Realizing Exceptional Energy Storage Performance in Tungsten Bronze-Based Ceramics via Weakly Coupled Relaxor and Grain Boundary Reinforcement Designs

Dielectric ceramic capacitors play a crucial role in next-generation pulse power systems due to their high power density and rapid charge and discharge capabilities. However, significant challenges persist in achieving large recoverable energy storage density (Wrec).
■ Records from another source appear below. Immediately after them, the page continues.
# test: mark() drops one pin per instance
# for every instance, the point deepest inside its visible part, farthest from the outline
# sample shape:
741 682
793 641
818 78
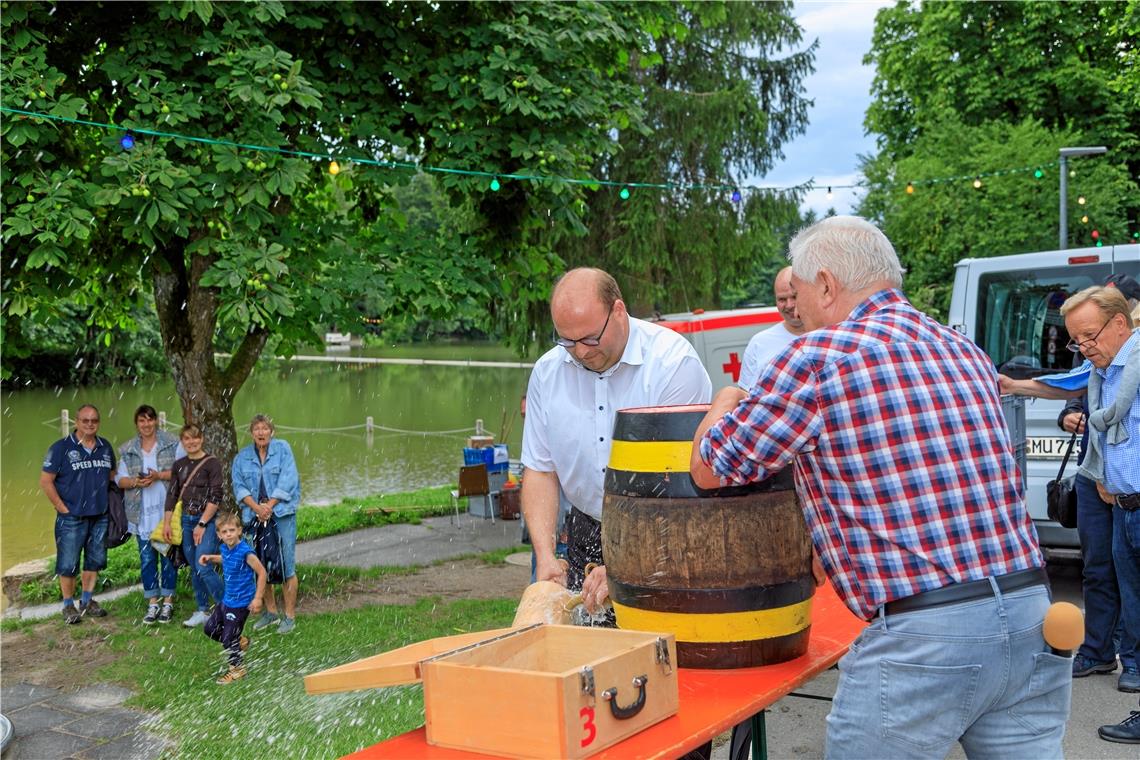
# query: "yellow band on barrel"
713 628
651 456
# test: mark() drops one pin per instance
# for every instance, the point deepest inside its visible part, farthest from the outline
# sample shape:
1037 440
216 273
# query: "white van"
722 336
1009 305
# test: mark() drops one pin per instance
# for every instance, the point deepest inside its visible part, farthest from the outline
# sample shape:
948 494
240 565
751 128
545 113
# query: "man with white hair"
894 427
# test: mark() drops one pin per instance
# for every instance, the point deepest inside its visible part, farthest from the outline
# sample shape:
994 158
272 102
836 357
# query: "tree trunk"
187 318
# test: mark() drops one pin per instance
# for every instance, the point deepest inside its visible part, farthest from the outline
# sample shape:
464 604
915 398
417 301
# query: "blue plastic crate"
496 457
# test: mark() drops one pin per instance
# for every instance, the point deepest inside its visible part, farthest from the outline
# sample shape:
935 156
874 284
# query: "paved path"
87 725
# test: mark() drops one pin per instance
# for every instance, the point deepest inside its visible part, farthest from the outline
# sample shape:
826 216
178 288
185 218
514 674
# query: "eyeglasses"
569 343
1076 348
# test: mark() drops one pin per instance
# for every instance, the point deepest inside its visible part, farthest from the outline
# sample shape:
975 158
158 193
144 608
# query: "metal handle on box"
624 713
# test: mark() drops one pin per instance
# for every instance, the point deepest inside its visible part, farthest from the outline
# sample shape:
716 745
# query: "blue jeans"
977 672
286 533
75 534
1126 556
1100 590
149 561
204 578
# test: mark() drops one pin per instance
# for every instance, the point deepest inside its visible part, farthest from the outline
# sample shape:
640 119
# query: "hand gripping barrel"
727 571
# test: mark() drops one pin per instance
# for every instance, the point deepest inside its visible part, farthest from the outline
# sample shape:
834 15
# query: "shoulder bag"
1060 493
117 530
176 520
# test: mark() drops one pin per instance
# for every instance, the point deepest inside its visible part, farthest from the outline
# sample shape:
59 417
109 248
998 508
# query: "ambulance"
721 337
1010 307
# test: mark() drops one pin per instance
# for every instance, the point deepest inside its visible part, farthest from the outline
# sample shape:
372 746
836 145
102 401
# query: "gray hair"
852 248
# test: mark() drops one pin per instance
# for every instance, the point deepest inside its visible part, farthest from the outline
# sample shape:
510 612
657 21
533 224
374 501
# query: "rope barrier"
169 424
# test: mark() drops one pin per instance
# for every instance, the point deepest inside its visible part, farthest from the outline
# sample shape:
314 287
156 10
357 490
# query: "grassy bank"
312 522
172 669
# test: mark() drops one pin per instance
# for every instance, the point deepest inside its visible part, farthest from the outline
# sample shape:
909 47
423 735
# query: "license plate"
1049 447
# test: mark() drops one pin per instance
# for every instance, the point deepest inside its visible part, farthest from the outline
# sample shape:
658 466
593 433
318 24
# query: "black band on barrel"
673 426
680 485
656 598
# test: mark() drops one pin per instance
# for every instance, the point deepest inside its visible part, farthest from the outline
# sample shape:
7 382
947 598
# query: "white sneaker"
197 619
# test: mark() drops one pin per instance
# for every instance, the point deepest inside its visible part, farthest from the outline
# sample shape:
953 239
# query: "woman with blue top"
145 464
268 487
In this work, a tungsten bronze relaxor ferroelectric ceramic is designed based on Sr0.6Ba0.4Nb2O6 (SBN), which exhibits a significant Wrec of approximately 8.74 J·cm–3 and a high efficiency (η) of about 90.9% at 740 kV·cm–1. Structural characterizations reveal that the introduction of Bi3+ and Fe3+ refines the crystal structure and induces substantial incommensurate modulation in the tetragonal tungsten bronze (TTB) lattice, resulting in the emergence of weakly coupled polar nanoregions (PNRs) and enhancing the relaxor behavior. Moreover, the CuO that aggregates near the grain boundary results in a reinforced grain boundary and improves the breakdown field strength (EBDS). This study presents a competitive TTB-based lead-free relaxor ferroelectric ceramic and expands the range of materials available for advanced dielectric ceramic capacitor applications.